Stem Cell Education and Hype
Embryonic stem cells (ESCs) have rather fallen out of the public eye lately, their position usurped by reprogrammed cells and, frankly, the lack of ESC-based treatments. However, the stem cell lobby seems to be trying to re-establish their brand.
First, the International Society for Stem Cell Research (ISSCR) created a website supposed to provide a service to consumers:
Clinics all over the world claim to offer stem cell treatments for a wide variety of conditions. But are all of these treatments likely to be safe and effective?
The ISSCR provides information to help you evaluate these claims.
Summer Johnson, in a powerful post at the American Journal of Bioethics blog, called this "Therapeutic Misconception At Its Worst":
[T]he true hucksterism here is in fact the ISSCR website itself which promotes precisely so many of the purported harms that it allegedly is trying to prevent. Let's just start with the language on the front page. "A Closer Look at Stem Cell Treatment." Treatment. Perhaps I missed a step in the advances of stem cell research. Did we quickly jump over the experimental phase and already move into having effective stem cell therapies? Someone must have hit the fast-forward button while I was blinking. ...
I am usually reluctant to argue against patient education and empowerment, but this website does precisely the opposite. It only muddies the waters and will confuse patients desperate for cures who are turning to stem cell trials as a last resort and want very much to believe that the research laboratories that they are walking into are "clinics" and the trials they are enrolling in are "therapeutic." Unfortunately, that is not yet the case. And ISSCR should just come out and say so.
Meanwhile, the California Institute for Regenerative Medicine (CIRM) is taking a longer view. They have developed "the country's first high-school stem cell curriculum, which will be pitched to science teachers this fall." The project is essentially a resource for biology teachers, intended to complement not replace their own lesson plans. It's expected to be used selectively, and will include ethical discussions. In fact, it may turn out to be worthy and useful (ethics and social issues get little attention in the high school curriculum), but it's difficult not to see it as part of a CIRM agenda for prolonging its own existence.
CIRM itself exists largely as a result of hype and overstatement, and is widely viewed as a flawed institution.
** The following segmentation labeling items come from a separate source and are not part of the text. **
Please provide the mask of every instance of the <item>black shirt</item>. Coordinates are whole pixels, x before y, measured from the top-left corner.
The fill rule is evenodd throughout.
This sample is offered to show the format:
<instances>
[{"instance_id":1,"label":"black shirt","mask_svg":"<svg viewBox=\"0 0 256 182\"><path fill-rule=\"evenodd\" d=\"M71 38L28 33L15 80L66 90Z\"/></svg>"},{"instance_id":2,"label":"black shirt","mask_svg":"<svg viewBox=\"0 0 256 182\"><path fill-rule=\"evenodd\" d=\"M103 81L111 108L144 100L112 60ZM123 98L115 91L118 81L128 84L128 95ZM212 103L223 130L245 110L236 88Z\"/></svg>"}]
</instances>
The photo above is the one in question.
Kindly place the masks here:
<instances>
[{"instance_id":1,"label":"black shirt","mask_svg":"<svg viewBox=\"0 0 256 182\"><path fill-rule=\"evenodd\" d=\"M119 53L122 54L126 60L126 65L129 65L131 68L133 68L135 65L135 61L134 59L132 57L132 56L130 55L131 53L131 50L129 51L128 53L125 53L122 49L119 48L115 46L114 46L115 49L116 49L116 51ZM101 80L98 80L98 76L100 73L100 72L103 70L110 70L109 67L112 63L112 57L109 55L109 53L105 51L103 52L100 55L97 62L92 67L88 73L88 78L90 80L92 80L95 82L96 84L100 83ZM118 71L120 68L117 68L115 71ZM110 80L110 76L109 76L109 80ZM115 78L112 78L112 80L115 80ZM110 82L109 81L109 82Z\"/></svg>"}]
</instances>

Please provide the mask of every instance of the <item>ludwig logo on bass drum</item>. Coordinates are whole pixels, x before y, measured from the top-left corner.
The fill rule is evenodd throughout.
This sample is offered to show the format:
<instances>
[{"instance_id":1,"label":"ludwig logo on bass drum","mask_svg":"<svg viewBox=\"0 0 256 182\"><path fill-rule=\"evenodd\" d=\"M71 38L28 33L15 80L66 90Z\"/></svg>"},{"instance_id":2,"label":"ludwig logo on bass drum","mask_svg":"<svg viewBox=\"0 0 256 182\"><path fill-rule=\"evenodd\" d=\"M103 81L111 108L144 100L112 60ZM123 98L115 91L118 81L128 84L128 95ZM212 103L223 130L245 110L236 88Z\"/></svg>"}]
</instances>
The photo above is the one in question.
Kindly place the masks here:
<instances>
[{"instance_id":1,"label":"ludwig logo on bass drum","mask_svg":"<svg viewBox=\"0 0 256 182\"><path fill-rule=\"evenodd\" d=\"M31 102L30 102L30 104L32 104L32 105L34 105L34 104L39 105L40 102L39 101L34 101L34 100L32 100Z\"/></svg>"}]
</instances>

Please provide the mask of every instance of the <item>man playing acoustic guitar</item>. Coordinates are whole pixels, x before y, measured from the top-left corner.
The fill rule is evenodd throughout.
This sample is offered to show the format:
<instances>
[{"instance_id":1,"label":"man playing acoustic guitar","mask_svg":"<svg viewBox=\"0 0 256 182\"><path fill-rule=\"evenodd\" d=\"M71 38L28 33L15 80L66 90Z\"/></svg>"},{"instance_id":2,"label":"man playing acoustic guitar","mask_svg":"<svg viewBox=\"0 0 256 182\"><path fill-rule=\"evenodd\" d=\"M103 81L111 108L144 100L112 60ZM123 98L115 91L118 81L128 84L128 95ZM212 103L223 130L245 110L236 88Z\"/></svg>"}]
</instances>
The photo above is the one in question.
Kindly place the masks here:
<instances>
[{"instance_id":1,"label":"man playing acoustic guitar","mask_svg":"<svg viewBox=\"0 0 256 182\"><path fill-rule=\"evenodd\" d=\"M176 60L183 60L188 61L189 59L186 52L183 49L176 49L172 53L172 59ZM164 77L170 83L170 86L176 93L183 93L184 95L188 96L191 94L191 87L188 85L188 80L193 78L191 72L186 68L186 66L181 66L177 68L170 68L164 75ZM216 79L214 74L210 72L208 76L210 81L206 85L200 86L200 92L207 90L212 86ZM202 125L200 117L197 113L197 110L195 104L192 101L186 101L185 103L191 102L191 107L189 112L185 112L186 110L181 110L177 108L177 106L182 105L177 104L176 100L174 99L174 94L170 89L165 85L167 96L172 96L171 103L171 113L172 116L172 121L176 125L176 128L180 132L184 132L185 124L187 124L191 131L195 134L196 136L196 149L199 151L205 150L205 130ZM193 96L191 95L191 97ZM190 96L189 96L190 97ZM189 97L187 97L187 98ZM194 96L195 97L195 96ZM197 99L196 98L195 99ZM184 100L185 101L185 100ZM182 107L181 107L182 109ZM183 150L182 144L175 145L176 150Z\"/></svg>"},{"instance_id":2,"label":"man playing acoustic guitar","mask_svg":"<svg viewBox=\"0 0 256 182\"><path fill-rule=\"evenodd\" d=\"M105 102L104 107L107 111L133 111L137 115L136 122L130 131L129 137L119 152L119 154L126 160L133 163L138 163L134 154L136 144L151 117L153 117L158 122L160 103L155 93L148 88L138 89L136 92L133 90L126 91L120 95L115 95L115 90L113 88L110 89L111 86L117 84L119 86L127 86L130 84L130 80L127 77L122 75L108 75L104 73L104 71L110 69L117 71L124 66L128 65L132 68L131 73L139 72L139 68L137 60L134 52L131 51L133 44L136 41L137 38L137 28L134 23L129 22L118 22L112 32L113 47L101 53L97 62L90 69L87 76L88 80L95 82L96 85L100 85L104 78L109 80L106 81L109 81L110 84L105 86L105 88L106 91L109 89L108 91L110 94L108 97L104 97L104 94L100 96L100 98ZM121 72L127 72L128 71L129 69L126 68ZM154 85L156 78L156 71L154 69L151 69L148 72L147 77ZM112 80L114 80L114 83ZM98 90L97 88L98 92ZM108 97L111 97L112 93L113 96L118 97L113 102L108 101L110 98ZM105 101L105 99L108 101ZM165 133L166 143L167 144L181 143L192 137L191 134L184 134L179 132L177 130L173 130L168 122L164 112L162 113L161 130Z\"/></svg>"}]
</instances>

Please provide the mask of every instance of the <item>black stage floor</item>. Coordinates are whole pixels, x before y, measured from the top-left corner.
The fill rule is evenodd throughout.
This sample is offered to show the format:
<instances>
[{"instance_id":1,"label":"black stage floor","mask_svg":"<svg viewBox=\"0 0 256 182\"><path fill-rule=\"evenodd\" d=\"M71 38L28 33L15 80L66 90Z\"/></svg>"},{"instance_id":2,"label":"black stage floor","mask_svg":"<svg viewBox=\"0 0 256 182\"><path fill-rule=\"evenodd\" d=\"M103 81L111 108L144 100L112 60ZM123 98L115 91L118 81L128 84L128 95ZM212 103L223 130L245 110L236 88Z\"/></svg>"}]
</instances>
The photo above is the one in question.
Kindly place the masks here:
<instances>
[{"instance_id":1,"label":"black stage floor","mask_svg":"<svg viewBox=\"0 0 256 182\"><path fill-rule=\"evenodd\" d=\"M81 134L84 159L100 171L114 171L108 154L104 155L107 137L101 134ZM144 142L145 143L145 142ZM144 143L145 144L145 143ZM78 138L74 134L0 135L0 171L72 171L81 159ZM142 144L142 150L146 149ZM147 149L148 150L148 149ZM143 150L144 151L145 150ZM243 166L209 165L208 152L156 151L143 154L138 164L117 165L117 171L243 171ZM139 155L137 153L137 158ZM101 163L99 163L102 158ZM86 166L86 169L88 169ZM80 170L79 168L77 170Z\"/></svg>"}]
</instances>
To the extent that this initiative confuses propaganda with education, it is a step in the wrong direction.
Meanwhile, Geron's efforts to start clinical trials on an ESC-based treatment got a boost from the FDA last week, when the agency lifted a ban imposed in January 2009. (Reaction was summarized at the California Stem Cell Report here and here.) Phase 1 trials are still a month or two off and, wrote Andrew Pollack in the New York Times:
Years of further testing will be required before the therapy would be proven and ready for widespread use, assuming it works.